Redacción (Lunes, 28-03-2016, Gaudium Press) Olor a pólvora, cadáveres por todo el terreno. Uno de los capellanes del ejército francés durante la Primera Guerra Mundial cuenta que, en una trinchera, doce soldados discutían cuál sería la decisión a tomar. La mayoría optaba por rendirse, pues la táctica adoptada hasta entonces, de avanzar de trinchera en trinchera hasta el campo del adversario, había traido un resultado desolador: de treinta soldados, ahora quedaban apenas una docena. Entretanto, para alcanzar el territorio alemán faltaban solamente cinco trincheras. Los más entusiasmados, pocos, querían enfrentar los tiros de las ametralladoras, incluso sabiendo que probablemente no llegarían vivos. Ante la posibilidad de ser encontrados por los enemigos y muertos en la trinchera, preferían morir en campo abierto. Después de rápida discusión, un corto silencio se hizo, a la espera de la decisión del mayor, pues el comandante de la tropa ya había perecido:
Entretanto, el superior, aterrorizado por ver la muerte tan cerca y la gran responsabilidad por la vida de aquellos soldados, se sentó sin saber qué hacer y dijo:
– Escojan un comandante entre ustedes, pues no tengo coraje de asumir tal decisión.
Sorprendidos con la respuesta, todos se volvieron para atrás y vieron un soldado que hasta aquel momento no había dado su opinión. Callado y de rodillas, rezaba el rosario. ¿Quién era él? Un seminarista, que, por ley, estaba sirviendo al ejército francés. Admirados, preguntaron su edad.
– Veintidós años – respondió.
Los demás se miraron y concluyeron que era el más joven. Por unanimidad, los soldados declararon:
– A partir de ahora, serás nuestro comandante. ¡Estamos a sus órdenes!

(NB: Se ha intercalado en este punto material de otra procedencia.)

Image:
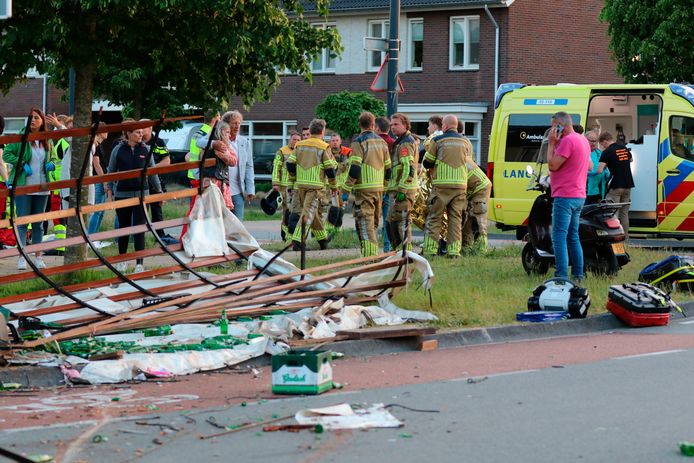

Levantándose, el joven soldado gritó:
– ¡Adelante! ¡Si es la voluntad de Dios, muramos como corajudos!
La decisión fue inmediatamente cumplida. Todos se lanzaron en el campo a correr, con los fusiles en las espaldas, hasta la trinchera siguiente. Colocando las mochilas en el pecho como escudo, llegaron con algunas heridas a la barricada, pero salvos. Apenas uno quedó atrás: era el mayor que, por falta de protección, murió con un tiro en el pecho y dos en la cabeza…
Recordemos que todos nuestros actos serán juzgados por Dios. Como comenta Mons. João Clá Dias, fundador de los Heraldos del Evangelio, puede ser que en determinado momento, la Providencia exija de nuestra parte un paso decisivo. ¿Qué haremos en esa hora? ¿Qué decir a aquellos que, tal vez, dependerán de nuestra actitud o de nuestra palabra? Llenos de confianza, unamos nuestras acciones a las de Nuestra Señora y pidamos que Ella actúe en nosotros. ¡Así, mucho más que salvar la propia vida, como hicieron esos soldados, estaremos conquistando la patria celestial!